Um die, durch die alten Reitlehren der klassischen Rittmeister und später der Kavallerie Reitvorschriften H.Dv.12. geprägten Reitweisen Military, Springen und Dressur mitsamt dem Renn- und Jagdsport zu praktizieren und auch zu unterrichten benötigte es präzis formatierte Anweisungen, nämlich die «Alte, militärisch harte Schule» unserer Vorfahren.

 

Unbemerkt von der klassischen Reiterei betrat schon vor über 100 Jahren eine kleine Handvoll Pferdchen der isländischen Vulkaninsel den Schweizer Boden. In den 1930er Jahren gab es sogar einige dokumentierte Isländer Haltungen, wo sie zuerst als Kinderponys und schon bald auch als Kleinpferde für Erwachsene eingesetzt wurden.
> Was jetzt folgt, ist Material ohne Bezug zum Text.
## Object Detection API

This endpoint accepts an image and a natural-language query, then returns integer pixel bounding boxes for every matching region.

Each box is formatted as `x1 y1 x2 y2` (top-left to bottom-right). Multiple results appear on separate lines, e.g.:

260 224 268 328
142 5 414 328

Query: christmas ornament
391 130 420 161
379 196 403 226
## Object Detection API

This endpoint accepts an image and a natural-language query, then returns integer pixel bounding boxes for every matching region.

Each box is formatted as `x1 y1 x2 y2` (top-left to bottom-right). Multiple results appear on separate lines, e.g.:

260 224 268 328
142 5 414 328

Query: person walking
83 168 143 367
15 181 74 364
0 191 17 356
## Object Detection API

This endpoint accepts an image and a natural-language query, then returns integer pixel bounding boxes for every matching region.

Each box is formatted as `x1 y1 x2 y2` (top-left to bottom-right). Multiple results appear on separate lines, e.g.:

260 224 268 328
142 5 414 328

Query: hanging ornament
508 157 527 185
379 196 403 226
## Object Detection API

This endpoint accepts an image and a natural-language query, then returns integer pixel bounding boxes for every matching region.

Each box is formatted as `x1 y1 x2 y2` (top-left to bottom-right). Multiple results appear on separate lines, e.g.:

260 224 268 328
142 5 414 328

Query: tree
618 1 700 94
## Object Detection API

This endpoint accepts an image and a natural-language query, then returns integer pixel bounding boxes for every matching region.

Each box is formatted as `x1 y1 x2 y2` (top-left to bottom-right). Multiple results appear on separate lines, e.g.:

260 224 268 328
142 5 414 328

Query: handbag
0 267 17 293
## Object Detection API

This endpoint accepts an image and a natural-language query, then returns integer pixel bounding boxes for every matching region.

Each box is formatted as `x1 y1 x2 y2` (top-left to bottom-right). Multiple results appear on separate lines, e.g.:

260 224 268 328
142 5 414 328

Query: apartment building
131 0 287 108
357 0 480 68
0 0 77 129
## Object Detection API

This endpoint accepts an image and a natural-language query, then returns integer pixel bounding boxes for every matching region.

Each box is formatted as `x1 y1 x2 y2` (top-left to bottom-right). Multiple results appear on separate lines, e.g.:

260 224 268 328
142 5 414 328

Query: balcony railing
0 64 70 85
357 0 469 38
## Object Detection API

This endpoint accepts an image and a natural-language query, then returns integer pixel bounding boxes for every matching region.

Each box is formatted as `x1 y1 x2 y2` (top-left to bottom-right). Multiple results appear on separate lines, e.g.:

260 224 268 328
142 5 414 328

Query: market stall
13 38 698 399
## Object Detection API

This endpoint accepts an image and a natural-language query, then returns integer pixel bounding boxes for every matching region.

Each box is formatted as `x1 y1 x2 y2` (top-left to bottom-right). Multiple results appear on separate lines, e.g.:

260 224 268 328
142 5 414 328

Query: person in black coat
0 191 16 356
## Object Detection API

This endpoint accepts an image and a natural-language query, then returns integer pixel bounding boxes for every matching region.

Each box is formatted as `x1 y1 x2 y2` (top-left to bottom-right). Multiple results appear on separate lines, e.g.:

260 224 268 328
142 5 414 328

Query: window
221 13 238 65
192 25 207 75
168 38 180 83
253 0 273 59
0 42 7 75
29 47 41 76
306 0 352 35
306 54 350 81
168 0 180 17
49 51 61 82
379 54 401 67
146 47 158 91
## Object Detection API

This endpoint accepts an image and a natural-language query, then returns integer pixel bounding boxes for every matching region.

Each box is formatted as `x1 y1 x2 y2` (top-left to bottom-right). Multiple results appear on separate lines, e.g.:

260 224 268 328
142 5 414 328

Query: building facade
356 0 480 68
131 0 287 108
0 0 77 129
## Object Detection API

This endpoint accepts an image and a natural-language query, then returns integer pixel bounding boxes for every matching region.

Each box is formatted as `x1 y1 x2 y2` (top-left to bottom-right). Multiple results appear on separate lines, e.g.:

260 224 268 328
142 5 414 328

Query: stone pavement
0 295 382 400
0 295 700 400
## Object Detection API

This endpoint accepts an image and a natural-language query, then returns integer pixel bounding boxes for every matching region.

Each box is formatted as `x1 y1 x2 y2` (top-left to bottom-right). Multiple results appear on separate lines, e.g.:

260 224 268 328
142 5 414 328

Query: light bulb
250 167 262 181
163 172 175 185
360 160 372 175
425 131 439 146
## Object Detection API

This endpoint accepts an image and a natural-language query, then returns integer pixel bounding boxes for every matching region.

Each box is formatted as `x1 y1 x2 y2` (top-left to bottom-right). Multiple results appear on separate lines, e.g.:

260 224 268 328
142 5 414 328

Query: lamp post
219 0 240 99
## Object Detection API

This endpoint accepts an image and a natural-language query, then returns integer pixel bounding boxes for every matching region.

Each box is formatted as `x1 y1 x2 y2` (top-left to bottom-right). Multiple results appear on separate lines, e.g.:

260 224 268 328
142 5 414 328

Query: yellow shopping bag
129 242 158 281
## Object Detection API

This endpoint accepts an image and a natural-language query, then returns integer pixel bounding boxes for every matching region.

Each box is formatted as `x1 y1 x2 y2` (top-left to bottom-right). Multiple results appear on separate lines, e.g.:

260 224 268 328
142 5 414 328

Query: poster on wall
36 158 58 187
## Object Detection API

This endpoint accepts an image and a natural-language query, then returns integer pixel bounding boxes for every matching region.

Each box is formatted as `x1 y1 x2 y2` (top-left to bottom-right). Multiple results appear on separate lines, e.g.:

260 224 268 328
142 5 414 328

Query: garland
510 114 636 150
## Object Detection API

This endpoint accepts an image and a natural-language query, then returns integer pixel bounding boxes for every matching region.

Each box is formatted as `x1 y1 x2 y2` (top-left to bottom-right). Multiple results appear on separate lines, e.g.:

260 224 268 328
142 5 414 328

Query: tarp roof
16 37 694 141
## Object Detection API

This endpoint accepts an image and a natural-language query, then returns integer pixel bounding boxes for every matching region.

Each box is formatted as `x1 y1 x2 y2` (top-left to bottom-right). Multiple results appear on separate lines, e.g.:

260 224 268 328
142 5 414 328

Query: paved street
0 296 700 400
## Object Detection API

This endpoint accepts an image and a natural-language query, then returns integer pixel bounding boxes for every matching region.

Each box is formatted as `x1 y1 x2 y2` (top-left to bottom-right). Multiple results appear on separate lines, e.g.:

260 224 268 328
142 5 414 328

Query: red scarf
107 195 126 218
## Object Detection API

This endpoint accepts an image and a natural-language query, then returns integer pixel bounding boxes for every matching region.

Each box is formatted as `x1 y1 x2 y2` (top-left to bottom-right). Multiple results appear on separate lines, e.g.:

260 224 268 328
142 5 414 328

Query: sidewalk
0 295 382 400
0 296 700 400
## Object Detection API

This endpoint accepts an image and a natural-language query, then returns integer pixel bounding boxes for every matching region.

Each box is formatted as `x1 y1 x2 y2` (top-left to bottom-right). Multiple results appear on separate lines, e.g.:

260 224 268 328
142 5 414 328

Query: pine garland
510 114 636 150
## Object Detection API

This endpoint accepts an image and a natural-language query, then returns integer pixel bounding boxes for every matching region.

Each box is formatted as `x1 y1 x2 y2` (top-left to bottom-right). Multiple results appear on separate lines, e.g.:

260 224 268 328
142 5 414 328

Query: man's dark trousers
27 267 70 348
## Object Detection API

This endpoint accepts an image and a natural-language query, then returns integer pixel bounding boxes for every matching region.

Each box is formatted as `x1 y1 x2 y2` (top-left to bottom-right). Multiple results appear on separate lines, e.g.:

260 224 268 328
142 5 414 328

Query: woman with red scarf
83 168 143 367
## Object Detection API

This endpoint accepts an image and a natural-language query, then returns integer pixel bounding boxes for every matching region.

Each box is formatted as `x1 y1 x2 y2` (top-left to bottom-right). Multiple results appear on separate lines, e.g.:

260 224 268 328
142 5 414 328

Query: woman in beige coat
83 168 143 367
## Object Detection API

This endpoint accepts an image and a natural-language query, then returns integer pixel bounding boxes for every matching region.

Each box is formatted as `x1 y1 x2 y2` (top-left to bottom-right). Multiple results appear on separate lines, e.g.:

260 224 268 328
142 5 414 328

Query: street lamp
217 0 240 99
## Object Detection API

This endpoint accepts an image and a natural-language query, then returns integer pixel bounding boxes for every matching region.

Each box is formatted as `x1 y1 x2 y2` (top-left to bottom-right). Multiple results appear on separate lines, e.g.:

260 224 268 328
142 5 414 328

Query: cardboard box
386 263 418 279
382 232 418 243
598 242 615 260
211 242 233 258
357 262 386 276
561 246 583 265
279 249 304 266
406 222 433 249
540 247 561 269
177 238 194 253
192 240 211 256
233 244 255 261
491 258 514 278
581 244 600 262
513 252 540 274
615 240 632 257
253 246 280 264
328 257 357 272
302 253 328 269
Ursula Bruns, eine deutsche pferdebegeisterte Journalistin war die Autorin des Jugendromans «Dick und Dalli und die Ponys», der 1955 unglaublich erfolgreich verfilmt wurde.

 

Einige Dutzend Islandponys wurden für diese mehrreihigen «Immenhof Filme» von ihr, mit Hilfe des isländischen Zuchtberaters Gunnar Bjarnasson, in Island ausgesucht. Diese Entwicklung war für den visionären Isländer und Landsmót Initiator ein erfreulicher Vorstoss um seine bisher erfolglose Vermarktung des isländischen Pferdes im Ausland zu verwirklichen.

 

Durch die „Immenhof» Verfilmungen kamen urplötzlich völlig neue Werte des Reitsportes in die Pferdewelt. Inspiriert durch diese, in der Nachkriegszeit äusserst beliebten Ponyfilme, wirbelten alle vorgeschriebenen hippologischen Reit- und Haltungsregeln zugunsten von Natur- und Tierfreunden durcheinander und führten so zu neuen Haltungsformen und exotischen Reitweisen.

 

Obendrauf wurden 1957 unzählige Tierfreunde auf den Medien Slogan «Rettet Islands Fohlen vor dem Schlachtermesser» aufmerksam. Diese schreckliche Meldung verbreitete sich im deutschsprachigen Raum wie ein Lauffeuer. So reisten in den nächsten Jahren einige 100 Fohlen mit Frachtschiffen von Reykjavik nach Hamburg, wo sie von Tierschützern und pferdenärrischen Familien gerettet wurden. So nahm das Pferd als Familienmitglied und Freizeitpartner Einzug in die mitteleuropäischen Haushalte. Die Haltung in Eigenregie und das Reiten ohne klassische Vorkenntnisse funktionierte, mit einigen Ausnahmen, wirklich erstaunlich gut.

 

Der Siegeszug der Wikingerpferde beginnt

 

Als Pioniere neuer Haltungsformen mit Begriffen wie «Offenstall» und «Freizeitreiten», begann nun der steile Aufstieg der Islandpferde ausserhalb Islands.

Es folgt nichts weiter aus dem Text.